In regards to the last post, here’s Verplanck Colvin himself, taking notes on the right. The instrument he’s using is called a theodolite, which is essentially a small rotating telescope for measuring horizontal and vertical angles. Well, I guess in this case it’s not really a small telescope at all. That looks like a brass telescope, maybe 4″ or so.
Colvin called this his “grand theodolite,” and last I checked, no one was sure where it had ended up. Such a big and impressive big of technology porbably wasn’t scrapped (although, given that he and his crew had to hump this thing up and down a mountain, they probably wanted to). If anybody has any idea, I’d love to know what happened to it.
Here’s a less portable piece of technology. This is George Washington Hough’s “automatic registering and printing barometer.” It was Hough’s pride and joy. He the bulk of the second Dudley annals describing it and showing tables of its results.
The object labeled B is a cylinder of mercury attached to a support frame that is bolted to a brick wall in the observatory.
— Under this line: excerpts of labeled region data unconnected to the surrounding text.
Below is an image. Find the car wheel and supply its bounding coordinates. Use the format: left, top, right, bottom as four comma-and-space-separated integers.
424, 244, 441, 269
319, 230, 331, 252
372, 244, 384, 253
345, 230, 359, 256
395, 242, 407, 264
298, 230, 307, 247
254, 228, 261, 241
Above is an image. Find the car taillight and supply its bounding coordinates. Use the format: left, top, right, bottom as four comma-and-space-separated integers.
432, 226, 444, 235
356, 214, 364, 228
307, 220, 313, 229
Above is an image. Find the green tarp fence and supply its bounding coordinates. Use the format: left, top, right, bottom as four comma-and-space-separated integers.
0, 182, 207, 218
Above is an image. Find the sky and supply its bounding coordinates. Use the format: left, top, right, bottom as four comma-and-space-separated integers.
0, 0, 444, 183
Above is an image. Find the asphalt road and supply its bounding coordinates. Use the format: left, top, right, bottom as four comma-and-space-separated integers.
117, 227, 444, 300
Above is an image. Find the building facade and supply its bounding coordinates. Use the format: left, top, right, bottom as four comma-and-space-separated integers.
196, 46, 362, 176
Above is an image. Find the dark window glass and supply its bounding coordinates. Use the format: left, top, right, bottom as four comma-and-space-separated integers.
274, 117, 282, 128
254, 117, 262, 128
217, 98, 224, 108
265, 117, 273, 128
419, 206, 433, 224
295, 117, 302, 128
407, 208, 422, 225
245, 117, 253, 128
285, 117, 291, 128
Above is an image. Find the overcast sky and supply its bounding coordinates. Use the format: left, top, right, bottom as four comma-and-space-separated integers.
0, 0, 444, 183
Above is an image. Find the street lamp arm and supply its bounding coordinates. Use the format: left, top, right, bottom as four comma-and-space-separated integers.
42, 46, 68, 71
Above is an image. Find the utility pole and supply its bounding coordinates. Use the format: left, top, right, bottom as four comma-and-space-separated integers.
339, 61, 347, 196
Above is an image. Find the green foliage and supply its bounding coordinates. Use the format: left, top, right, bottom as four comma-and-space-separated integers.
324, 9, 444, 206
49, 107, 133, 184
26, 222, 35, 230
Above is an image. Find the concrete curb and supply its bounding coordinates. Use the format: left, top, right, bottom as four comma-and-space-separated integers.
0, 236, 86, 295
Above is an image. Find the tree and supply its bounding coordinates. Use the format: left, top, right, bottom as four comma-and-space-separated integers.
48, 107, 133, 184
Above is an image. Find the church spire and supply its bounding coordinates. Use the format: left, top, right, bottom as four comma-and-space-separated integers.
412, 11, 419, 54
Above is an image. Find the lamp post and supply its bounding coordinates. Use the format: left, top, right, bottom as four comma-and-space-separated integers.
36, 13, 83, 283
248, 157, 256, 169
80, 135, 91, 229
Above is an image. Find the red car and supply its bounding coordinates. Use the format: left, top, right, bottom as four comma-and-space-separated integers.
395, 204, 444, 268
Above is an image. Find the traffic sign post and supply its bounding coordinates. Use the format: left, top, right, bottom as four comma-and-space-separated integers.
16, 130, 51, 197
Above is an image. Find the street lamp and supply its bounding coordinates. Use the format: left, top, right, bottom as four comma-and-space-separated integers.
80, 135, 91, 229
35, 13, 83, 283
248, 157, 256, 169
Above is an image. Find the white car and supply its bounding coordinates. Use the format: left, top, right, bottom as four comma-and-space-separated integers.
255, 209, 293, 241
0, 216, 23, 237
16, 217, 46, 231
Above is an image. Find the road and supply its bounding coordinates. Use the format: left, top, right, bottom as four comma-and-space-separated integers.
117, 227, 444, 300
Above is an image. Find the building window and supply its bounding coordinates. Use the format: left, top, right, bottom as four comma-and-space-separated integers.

A float is suspended in the mercury which rises and falls reacting to changes in the air pressure. Changes in the position of the float trigger electromagnets, which release gears in the mechanism and cause the pen arm, S, to change position to match the float. A drum wrapped in paper, O, rotates against the pen, recording a steady line that peaks and dips with the pen arm.
The weights at the bottom power the gears and the drum. A battery powers the electromagnets. By using batteries just to lock and unlock the gears, the use of electricity could be kept to a minimum. Important in an are where recharging batteries required refreshing the chemicals.
Obviously it’s more complicated than I’m making it sound, but Hough was able to make it work. It’s probably worth mentioning that when Hough was laid off in 1873, he went into private business selling his own inventions and was apparently successful.